E devono uscire
Erano anni che insisteva con gli stessi numeri, 57 – 75 – 87 – 88, sulla ruota di Venezia, Orso li giocava da così tanto che aveva fatto amicizia con il gestore.
Una sera di gennaio stava nevicando forte e le strade erano impraticabili, in tabaccheria non c’era quasi nessuno.
Il gestore si chiedeva se sarebbe venuto giù dalla montagna o se gli avesse chiesto di giocarli con una telefonata.
Arrivò a piedi, coperto di neve. Fece la sua giocata, di persona.
I quattro numeri vennero ribaditi con la solennità di un rito, poi, incassati i 10 euro e aver dato la ricevuta lo guardò, erano soli.
Si erano sempre dati del Lei.
Due bicchierini pieni di acquavite si materializzarono tra di loro.
“Posso offrire un grappino e farle una domanda? Perché quei numeri?”
“Li giocava mio padre, nel 57 sono nato io, nel 75 è morta mia madre e l’87 e l’88 sono gli anni in cui sono nati i miei nonni.
“Perché li gioca da tanto tempo? Sono 1500 euro l’anno.
“Non lo so, ma mi sembra sbagliato non farlo. Non so se vincere quei 750’000 euro cambierebbe la mia vita, in fondo non dovrei dare la responsabilità del mio destino a mio padre… In realtà non voglio che escano, è solo per tenere vivo il ricordo dell’unica persona che mi abbia amato per quello che sono, senza mai chiedersi se me lo meritassi.”
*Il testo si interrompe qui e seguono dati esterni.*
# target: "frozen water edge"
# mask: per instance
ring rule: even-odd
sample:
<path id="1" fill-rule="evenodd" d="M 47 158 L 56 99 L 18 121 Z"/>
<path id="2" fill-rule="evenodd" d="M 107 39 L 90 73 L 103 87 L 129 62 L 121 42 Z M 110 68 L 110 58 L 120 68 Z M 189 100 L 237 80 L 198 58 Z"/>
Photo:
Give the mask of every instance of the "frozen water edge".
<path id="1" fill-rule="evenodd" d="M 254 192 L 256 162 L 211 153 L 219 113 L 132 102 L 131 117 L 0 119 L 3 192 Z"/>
“Bella storia, io non posso dirlo, perfino mia madre era capace di tenermi il muso quando non ero come lei si aspettava…”
“Se dovessero uscire darò la ricevuta al parroco.”
“Tranquillo, da me non sapranno mai niente.”
Orso continuò ancora per anni.
Fino a che, come tutti, morì.
Il barista li giocò in ricordo suo anche il giorno del suo funerale.
Non uscirono mai ma erano riusciti a tenere viva la realtà di una meravigliosa infanzia.